差別をテーマにした話は何度も書いてきたから今更繰り返し書くこともないかなと思ってはいるんだけどちょっとだけ。
性的なものがタブー扱い(特に青少年向けには)されがちなのは、それが社会的規範(というか、倫理的な社会構造かな?)を崩す可能性から合理性を見出すことは出来て、その合理性を倫理とすることで維持することに折り合いをつけているような状況と理解している。だから、性的産業への従事者は比較的容易に社会の敵あるいは必要「悪」と位置づけることができる。つまり、社会的には必要であると定義づけている一方で、あくまで例外的でマジョリティであってはいけないという枷を負わせている。このことが正しいのかどうかというと、現代の社会構造を維持するためにはある程度認めざるを得ない、くらいかなと思う(トートロジー的だが)。だから、そこからやってくる人には警戒をしなければならない、というのはわかる。これは社会的合理性の話であり、個人の内心の話ではない(といい切れるかは疑問だが一旦)。
んで、内心はぶっちゃけどうなの?みんなAV女優は汚いって思ってるのかな?おそらくだけど、
- お世話になりました(主に男性)
- 別に気にしない
- 身内じゃなければ…
- 関わりたくない
- 滅すべき
くらいのグラデーション(もっと細かいよね多分)はあるわけだ。ただ、前述の社会構造を維持するために積極的にそこの評価を「しない」ことが本当は求められていて、なかったものと扱うべきなんだよ、というのタブーというものの本質なわけじゃん。ということは、タブー扱いしてこの話題を避けている人以外は少なくともタブーと位置づけることをやめたと見なすべきだよね。
あれ、みんな本当にそんな覚悟あるんだろうか。おそらく、「気にしない」より下の人は直球で差別をすることになる。その場合って、上記の社会を維持することへの危機が迫っており、積極的に社会悪と位置づけていくことが必要、という感覚で発言をするってことだと思うんだよね。いや、その事自体はその前提における建前としてはおそらく正しくて、「進歩的ではない」。残念ながら人間の価値観や倫理観はグラデーションがあるものであり、そこには大なり小なり差別や差別に繋がるものがある(これはどんなに進歩的な価値観であっても個としての価値観である以上例外ではないんだけど)。
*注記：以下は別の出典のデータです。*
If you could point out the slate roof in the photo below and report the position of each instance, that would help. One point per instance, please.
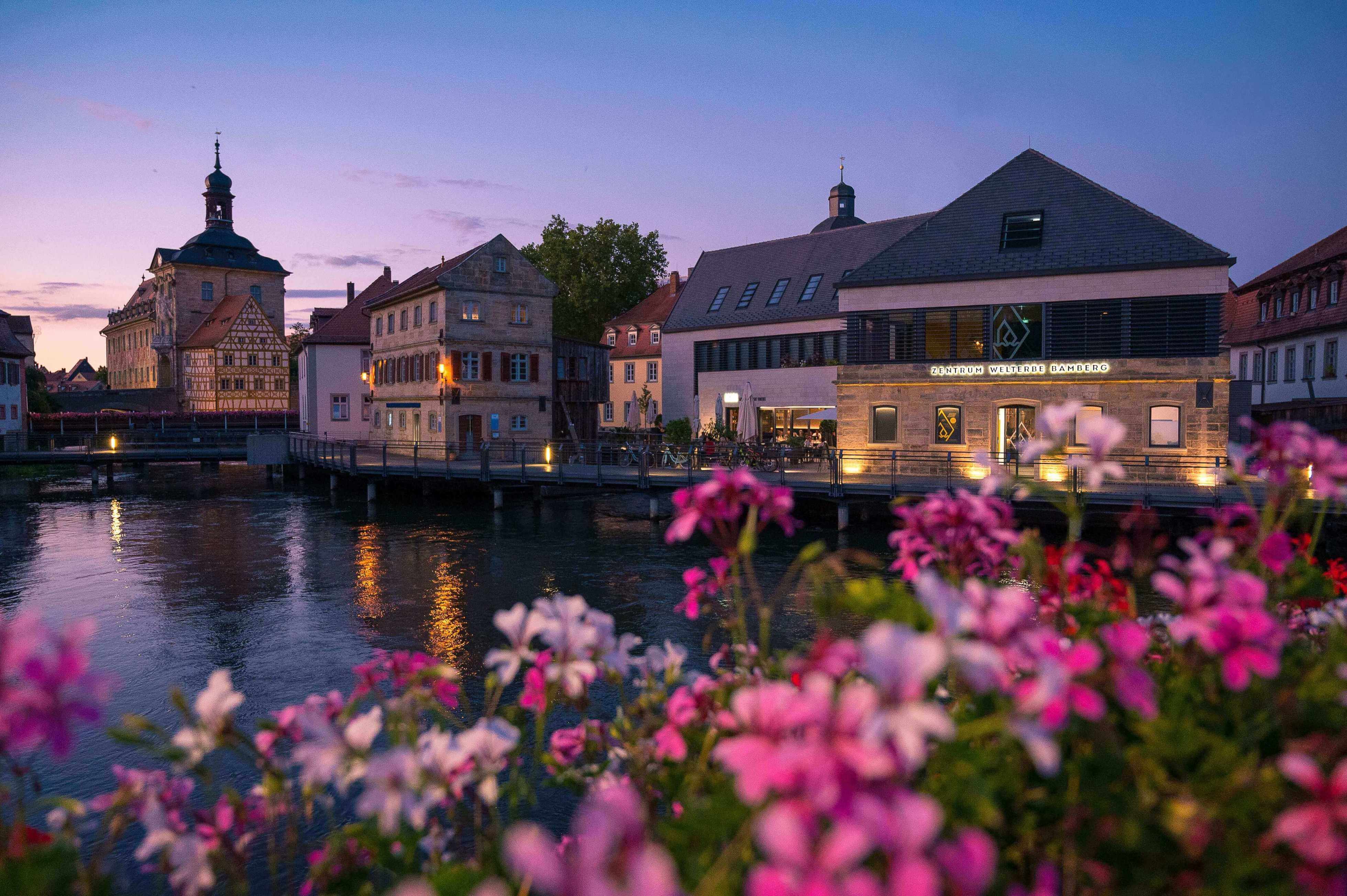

でも、いつも進歩的風のこと言っている人が昭和の価値観に立ち戻ったかのような建前を喋りだすのはやっぱり違和感はあるよね。ましてや、内心を開陳するなど…
本件についてネガティブな意見がありそれを開陳したい場合、建前を守りたいなら建前だけでなんとか頑張って議論すべきだし、その結果として守旧派と位置づけられるくらいが正しい立ち回りだと思う。それが難しいなら沈黙していれば、自由で破壊的な価値観を持つ人達が自由闊達に議論しているのを眺めているだけで済むよね。